L’avertissement de Frederiksen est solennel. Elle a évoqué une Europe vulnérable face à des menaces multiples et un contexte stratégique instable. Mais cet appel ne signifie pas qu’il faille dissoudre les souverainetés militaires nationales dans un appareil européen unique. Au contraire, il met en lumière l’urgence de renforcer la capacité de chaque nation à défendre son territoire, tout en nouant des partenariats pragmatiques. L’histoire récente a montré que la défense n’est crédible que si elle repose sur des États forts, disposant de leur propre base industrielle et de leur autonomie de décision.
L’exemple du SCAF, programme franco-allemand d’avion de combat du futur, illustre parfaitement les limites d’une intégration forcée. Lancé en 2017 pour devenir le fleuron de l’aviation militaire européenne, ce projet est aujourd’hui englué dans des querelles industrielles et politiques. L’Allemagne reproche à Dassault Aviation de vouloir conserver un contrôle exclusif sur certaines briques technologiques. Airbus, côté allemand, revendique davantage de responsabilités et dénonce une gouvernance déséquilibrée. Les négociations achoppent sur la propriété intellectuelle, le partage des charges de travail et la souveraineté sur les savoir-faire critiques.
Au lieu d’incarner une « Europe de la défense », le SCAF révèle la réalité : aucun État n’est prêt à abandonner ses atouts stratégiques les plus sensibles. La France veut protéger la supériorité acquise avec le Rafale et Dassault. L’Allemagne, de son côté, exige une répartition industrielle qui reflète son poids économique. L’Espagne tente d’exister dans cette équation déjà conflictuelle. Ces divergences ne sont pas un accident, mais l’expression d’intérêts nationaux irréductibles. Croire qu’on pourra les effacer dans un grand projet fédéral est une illusion.

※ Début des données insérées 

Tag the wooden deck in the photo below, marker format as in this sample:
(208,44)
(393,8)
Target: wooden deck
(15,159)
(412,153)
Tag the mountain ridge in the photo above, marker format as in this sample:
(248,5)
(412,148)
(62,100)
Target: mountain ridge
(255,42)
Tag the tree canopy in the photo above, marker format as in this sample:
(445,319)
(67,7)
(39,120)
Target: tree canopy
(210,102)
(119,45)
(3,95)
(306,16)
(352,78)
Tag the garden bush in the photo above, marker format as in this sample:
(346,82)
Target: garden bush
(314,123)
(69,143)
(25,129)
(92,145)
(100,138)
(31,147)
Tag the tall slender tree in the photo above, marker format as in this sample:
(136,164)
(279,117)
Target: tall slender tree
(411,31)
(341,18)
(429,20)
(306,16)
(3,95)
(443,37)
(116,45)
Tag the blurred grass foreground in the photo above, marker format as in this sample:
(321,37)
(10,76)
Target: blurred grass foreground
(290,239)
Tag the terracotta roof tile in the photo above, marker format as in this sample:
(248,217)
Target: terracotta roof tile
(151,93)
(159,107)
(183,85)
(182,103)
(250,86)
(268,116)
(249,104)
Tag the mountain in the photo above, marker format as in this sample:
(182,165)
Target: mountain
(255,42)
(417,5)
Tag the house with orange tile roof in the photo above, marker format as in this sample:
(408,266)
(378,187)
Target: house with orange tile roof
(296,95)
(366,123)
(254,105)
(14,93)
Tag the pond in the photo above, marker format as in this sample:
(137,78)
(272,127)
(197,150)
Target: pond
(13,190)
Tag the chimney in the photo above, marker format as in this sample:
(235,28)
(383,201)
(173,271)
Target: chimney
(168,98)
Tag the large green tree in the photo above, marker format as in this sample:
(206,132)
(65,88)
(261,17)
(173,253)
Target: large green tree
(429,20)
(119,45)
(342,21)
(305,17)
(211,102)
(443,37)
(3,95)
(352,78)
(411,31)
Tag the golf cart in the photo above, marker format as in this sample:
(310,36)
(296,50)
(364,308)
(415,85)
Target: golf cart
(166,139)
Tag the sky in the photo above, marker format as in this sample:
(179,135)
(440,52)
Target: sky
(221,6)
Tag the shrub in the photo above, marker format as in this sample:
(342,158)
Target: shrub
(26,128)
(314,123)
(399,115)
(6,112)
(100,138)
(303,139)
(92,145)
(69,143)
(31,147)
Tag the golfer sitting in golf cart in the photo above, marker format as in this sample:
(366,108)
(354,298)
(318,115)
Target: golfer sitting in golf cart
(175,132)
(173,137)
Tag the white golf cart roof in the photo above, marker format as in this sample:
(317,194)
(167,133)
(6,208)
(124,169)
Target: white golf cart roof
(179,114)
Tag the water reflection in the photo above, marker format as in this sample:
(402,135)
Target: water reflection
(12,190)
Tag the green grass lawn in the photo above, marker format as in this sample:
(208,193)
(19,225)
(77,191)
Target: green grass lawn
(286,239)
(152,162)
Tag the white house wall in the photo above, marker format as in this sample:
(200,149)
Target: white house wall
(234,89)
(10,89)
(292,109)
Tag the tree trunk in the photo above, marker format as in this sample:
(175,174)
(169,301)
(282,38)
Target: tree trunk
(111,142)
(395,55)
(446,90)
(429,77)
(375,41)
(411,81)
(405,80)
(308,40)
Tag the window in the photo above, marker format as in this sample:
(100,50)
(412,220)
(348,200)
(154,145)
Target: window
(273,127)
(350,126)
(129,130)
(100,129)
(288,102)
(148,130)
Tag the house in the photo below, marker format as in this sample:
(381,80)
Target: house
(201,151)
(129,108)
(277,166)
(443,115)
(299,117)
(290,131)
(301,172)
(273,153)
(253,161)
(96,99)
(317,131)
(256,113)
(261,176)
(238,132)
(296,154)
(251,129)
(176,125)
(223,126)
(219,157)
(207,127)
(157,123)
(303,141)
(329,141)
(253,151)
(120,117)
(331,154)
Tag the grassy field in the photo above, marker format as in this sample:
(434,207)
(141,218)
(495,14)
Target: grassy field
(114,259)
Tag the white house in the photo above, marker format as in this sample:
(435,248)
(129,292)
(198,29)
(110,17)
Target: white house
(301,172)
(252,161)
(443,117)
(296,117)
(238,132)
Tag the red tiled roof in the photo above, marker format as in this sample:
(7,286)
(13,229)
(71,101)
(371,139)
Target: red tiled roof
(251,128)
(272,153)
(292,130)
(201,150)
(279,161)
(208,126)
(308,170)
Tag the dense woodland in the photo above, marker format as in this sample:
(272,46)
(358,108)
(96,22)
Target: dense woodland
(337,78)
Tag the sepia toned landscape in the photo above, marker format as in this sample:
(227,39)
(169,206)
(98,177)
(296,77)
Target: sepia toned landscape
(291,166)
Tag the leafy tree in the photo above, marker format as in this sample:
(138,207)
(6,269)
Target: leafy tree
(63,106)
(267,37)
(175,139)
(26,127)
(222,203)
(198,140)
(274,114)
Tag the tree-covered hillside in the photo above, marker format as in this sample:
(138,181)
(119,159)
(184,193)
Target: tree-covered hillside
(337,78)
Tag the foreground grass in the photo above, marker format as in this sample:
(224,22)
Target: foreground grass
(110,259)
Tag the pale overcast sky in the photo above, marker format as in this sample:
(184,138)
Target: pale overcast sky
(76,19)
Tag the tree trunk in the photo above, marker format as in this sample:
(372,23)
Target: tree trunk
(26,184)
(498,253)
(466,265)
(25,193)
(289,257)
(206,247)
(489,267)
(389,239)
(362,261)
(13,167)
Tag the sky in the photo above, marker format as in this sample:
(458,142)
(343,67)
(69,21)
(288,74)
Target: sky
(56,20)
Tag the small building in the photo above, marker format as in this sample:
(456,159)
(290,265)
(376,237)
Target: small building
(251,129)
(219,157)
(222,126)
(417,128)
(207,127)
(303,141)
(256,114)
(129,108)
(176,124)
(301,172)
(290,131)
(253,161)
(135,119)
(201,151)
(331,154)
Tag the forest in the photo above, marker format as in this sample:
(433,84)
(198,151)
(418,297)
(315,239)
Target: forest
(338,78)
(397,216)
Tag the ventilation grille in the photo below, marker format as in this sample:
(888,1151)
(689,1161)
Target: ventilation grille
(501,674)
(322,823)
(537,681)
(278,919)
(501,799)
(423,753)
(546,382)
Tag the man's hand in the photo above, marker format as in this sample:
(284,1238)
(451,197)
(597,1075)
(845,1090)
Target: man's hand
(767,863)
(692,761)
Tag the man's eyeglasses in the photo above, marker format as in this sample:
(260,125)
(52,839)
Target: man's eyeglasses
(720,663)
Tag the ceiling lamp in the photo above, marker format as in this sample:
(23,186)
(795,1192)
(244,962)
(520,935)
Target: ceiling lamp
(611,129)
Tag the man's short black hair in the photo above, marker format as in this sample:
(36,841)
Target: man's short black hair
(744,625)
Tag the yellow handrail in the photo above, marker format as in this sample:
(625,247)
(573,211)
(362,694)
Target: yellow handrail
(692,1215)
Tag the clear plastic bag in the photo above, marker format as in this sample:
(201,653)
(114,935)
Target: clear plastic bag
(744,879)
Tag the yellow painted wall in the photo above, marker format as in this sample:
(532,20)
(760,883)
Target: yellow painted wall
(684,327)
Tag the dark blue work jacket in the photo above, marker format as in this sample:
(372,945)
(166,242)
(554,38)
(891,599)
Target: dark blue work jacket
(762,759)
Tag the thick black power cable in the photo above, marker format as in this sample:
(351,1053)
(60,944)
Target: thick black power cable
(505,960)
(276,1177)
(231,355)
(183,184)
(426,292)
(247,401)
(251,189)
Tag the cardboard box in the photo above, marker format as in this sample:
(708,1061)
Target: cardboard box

La déclaration de Frederiksen prend donc une signification particulière : le danger est bien réel, mais il appelle à une stratégie de nations fortes, pas à une dilution technocratique. La souveraineté ne se partage pas, surtout en matière militaire. L’OTAN fournit déjà un cadre multilatéral où chaque pays conserve sa liberté d’action tout en coopérant. Rien n’empêche l’Europe de bâtir des coopérations bilatérales ou trilatérales ciblées, mais sans créer une structure de commandement centralisée qui finirait par neutraliser les intérêts stratégiques des nations.
Une défense crédible doit partir du réel : chaque État doit d’abord investir massivement dans ses propres capacités, renforcer son industrie nationale, protéger ses brevets, développer ses chaînes logistiques critiques. Ce n’est qu’une fois ces bases assurées que des coopérations peuvent être envisagées, sur la base de contrats clairs et équilibrés.

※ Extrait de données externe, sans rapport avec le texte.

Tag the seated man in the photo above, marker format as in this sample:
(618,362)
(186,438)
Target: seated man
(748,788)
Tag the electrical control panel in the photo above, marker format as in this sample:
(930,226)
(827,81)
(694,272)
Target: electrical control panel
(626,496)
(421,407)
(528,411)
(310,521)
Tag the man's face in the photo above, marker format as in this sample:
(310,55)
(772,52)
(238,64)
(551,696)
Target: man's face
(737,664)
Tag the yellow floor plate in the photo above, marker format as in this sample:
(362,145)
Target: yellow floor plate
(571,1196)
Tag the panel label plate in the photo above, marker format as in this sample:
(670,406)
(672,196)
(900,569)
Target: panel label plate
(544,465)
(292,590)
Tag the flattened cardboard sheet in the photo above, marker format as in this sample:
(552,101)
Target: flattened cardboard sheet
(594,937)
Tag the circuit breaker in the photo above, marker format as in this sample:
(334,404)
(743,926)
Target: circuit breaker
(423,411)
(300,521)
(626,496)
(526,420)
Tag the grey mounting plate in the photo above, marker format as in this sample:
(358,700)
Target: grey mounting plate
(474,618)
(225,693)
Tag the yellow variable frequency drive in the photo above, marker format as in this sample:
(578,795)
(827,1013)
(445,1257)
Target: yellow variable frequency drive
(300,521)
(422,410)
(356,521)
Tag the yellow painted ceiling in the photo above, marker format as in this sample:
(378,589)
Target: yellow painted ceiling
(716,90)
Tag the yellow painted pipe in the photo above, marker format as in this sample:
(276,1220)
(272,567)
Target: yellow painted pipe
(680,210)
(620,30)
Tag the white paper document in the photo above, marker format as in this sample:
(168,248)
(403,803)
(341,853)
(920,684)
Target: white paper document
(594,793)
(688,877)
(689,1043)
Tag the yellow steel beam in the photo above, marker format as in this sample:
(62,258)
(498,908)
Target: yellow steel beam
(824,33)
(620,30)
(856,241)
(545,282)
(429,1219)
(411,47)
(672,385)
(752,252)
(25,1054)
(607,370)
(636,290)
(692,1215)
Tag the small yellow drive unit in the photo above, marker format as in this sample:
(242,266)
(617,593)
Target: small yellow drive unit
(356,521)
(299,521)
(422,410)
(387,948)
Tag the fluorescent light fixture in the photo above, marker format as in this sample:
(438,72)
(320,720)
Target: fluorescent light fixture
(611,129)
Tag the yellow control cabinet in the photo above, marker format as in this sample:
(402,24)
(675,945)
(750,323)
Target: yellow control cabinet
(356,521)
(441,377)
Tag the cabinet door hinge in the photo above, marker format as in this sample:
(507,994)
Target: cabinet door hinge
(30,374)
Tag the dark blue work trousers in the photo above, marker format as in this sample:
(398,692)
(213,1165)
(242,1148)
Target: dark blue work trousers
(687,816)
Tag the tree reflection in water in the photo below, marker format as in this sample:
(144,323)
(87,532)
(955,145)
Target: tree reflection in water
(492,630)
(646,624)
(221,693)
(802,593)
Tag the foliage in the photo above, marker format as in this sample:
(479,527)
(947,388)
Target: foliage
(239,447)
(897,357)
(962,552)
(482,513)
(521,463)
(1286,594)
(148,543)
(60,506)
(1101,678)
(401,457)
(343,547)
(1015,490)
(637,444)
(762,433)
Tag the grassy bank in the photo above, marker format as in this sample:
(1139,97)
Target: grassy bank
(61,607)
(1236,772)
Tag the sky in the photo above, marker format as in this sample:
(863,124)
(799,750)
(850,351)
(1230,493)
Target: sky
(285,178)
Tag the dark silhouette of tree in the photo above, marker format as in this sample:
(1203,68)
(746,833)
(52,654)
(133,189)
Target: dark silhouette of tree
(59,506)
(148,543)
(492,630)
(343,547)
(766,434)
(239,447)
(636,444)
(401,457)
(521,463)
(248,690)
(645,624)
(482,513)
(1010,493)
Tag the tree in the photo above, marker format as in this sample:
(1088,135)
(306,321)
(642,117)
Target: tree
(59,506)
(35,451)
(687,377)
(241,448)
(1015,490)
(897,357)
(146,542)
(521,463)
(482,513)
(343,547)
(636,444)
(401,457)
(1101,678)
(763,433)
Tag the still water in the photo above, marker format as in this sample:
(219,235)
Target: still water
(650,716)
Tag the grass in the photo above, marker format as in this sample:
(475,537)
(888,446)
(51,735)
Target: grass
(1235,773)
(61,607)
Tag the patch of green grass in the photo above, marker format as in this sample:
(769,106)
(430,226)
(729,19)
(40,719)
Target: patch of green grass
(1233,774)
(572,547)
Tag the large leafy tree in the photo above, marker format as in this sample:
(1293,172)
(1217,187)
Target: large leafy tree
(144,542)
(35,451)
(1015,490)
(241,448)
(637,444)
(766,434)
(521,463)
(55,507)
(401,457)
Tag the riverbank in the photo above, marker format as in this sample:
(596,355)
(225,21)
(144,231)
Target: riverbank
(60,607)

L’Europe est confrontée à des menaces hybrides sans précédent depuis la Seconde guerre mondiale, mais la réponse ne peut pas être une armée européenne supranationale qui affaiblirait les États. Elle doit au contraire reposer sur le renforcement des souverainetés nationales, combinées à des coopérations pragmatiques et réversibles. Une Europe forte n’est pas une Europe qui dissout ses nations dans un ensemble bureaucratique, mais une Europe de nations solides, capables d’agir ensemble quand leurs intérêts convergent.
L’avertissement danois doit donc être entendu pour ce qu’il est : un signal d’urgence. Mais c’est aux nations, et non à une entité abstraite, qu’il revient de relever le défi. L’avenir de la sécurité européenne dépendra moins de slogans fédéralistes que de la capacité de chaque pays à réinvestir dans sa défense, à protéger son industrie, et à entrer dans des partenariats choisis, et non subis.
Sources :
The Guardian, « Europe in 'most dangerous situation' since second world war, Danish PM warns » (01/10/2025).
AP News, « Denmark warns that Russia is waging a hybrid war on Europe, as EU leaders hold security talks » (01/10/2025).
Le Monde, « Le projet franco-allemand d’avion de combat du futur plus menacé que jamais » (02/10/2025).